Walking in the right direction?
How do we engage with existing social struggles without falling back into empty sloganeering? Ben Trott suggests the idea of directional demands might provide a way out of the impasse
Neoliberalism is in crisis. It began, at the very latest, ten years ago with the collapse of the so-called Asian ‘tiger economies’ (Indonesia, Thailand, South Korea…). The protests surrounding the World Trade Organisation (WTO) Ministerial in Seattle two years later reflected its continuation and deepening. They not only catapulted the global movement into the limelight, but coincided with (and partly induced) the faltering of talks within the conference centre. For the neoliberal project, almost every round of multilateral trade negotiations that has followed has been similarly catastrophic: the Central American Free Trade Agreement, the Free Trade Area of the Americas (FTAA), the Doha Round of WTO negotiations… Further indexes as to the depth of the current crisis include: the ‘No’ vote on the EU constitution; the series of recent election victories in Latin America and beyond won on an anti-neoliberal ticket; and the response to the events of September 11 2001, where the threat of an open-ended global war has finally demolished globalisation’s promise of a more harmonious, inter-connected world.

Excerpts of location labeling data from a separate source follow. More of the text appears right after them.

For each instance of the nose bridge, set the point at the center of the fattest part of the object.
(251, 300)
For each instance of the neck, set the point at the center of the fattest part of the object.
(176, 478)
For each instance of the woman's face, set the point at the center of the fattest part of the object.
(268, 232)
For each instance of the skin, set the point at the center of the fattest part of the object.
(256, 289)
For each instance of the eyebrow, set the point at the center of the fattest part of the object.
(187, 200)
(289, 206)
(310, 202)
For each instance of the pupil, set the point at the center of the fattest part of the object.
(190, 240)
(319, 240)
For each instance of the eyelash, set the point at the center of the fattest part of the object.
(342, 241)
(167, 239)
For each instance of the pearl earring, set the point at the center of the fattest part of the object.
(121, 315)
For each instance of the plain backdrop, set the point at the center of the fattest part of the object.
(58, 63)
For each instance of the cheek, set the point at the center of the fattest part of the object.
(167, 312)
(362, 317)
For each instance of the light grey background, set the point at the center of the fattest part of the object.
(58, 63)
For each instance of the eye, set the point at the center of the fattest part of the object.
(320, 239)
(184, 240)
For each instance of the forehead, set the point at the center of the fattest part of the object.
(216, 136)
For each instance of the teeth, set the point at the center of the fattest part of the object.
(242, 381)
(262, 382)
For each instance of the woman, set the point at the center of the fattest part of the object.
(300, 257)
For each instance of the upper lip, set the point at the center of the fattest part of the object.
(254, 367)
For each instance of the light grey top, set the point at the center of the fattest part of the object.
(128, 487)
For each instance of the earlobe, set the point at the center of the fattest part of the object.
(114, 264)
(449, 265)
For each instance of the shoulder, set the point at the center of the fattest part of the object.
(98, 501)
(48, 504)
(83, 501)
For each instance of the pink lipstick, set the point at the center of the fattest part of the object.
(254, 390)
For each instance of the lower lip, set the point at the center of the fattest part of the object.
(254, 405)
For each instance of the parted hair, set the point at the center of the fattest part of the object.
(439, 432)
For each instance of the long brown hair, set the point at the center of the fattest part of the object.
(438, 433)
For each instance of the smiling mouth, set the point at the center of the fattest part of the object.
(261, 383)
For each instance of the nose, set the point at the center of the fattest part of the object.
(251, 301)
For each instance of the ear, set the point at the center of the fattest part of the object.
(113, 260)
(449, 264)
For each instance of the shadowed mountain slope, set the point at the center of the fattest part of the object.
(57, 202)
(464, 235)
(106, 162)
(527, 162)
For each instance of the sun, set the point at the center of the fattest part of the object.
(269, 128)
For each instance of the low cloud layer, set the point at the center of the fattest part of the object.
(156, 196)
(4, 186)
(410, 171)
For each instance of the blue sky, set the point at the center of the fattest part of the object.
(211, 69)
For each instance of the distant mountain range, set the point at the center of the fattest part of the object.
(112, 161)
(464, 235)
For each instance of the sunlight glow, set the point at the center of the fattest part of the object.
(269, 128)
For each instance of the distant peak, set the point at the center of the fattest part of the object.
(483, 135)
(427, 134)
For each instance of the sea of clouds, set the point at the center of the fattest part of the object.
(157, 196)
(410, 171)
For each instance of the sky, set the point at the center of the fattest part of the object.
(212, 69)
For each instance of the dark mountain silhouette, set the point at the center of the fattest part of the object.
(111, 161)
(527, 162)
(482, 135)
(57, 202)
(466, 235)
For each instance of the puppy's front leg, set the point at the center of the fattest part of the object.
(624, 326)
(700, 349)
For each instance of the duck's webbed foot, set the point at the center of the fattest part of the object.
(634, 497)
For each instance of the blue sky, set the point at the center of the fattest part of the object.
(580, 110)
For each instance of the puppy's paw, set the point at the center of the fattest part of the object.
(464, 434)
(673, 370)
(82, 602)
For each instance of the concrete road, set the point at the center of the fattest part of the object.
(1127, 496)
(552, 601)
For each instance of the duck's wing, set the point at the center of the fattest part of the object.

Yet crisis is not necessarily cause for celebration. The East Asian financial crisis caused millions to fall below the poverty line and did little to strengthen the hand of labour. The collapse of multilateral trade talks have largely been the result of alliances between nation states (like the ‘Group of 21’ led by Brazil and India, formed at the WTO Minsterial in Cancún), acting in their own economic self-interest – or rather, that of their elite. Moreover, their demands have tended not to be anti-neoliberal per se, but rather for ‘fair play’ and the reciprocal opening of barriers in the North. Similarly, the anti-neoliberal credentials of some of Latin America’s newly elected presidents could be called into question. And the onset of a global state of exception, with the suspension of legal rights (supposedly, and paradoxically, in order to defend them), in the name of counter-terrorism certainly represents a particularly worrying turn. It is nonetheless important to recognise the role that the cycle of struggles which found its most prominent articulation in the events of Seattle and Genoa has played in bringing about the current crisis, and thus the role we have played as active subjects (rather than mere passive objects) in the making of the present.
Simultaneously, the ‘movement of movements’ finds itself in crisis too. We would seem to have run up against our own limits. The current cycle is drawing to an end; entering a ‘downturn’, if not necessarily quantitatively, then certainly qualitatively. The movements’ beginnings (the time when ‘we were winning’) were characterised by a tremendous celebration of our ‘unity in diversity’. Steelworkers were facing off riot cops, together with environmentalists dressed as sea turtles. Nuns were taking part in street protests alongside queer activists. Two slogans summed up the sentiment of the day, one coined before Seattle, one after. ‘Walking,’ the EZLN’s ever-poetic Subcommandante explained, ‘we ask questions.’ A few years later, as if directly replying to Thatcher’s T-I-N-A (There-Is-No-Alternative) maxim, the World Social Forum declared ‘Another World Is Possible’. Notable about both slogans was the extent to which (despite rather ‘orthodox’ tendencies that remain within both groupings) they departed from the previous certainty of Marxist-Leninism. Whilst both implied the need to ask What Is to Be Done?, neither claimed to always already have the answer. However, a movement as broad and contradictory as ours was always going to have to ask (and try to answer): ‘Walking where, actually?’ and ‘What sort of world?’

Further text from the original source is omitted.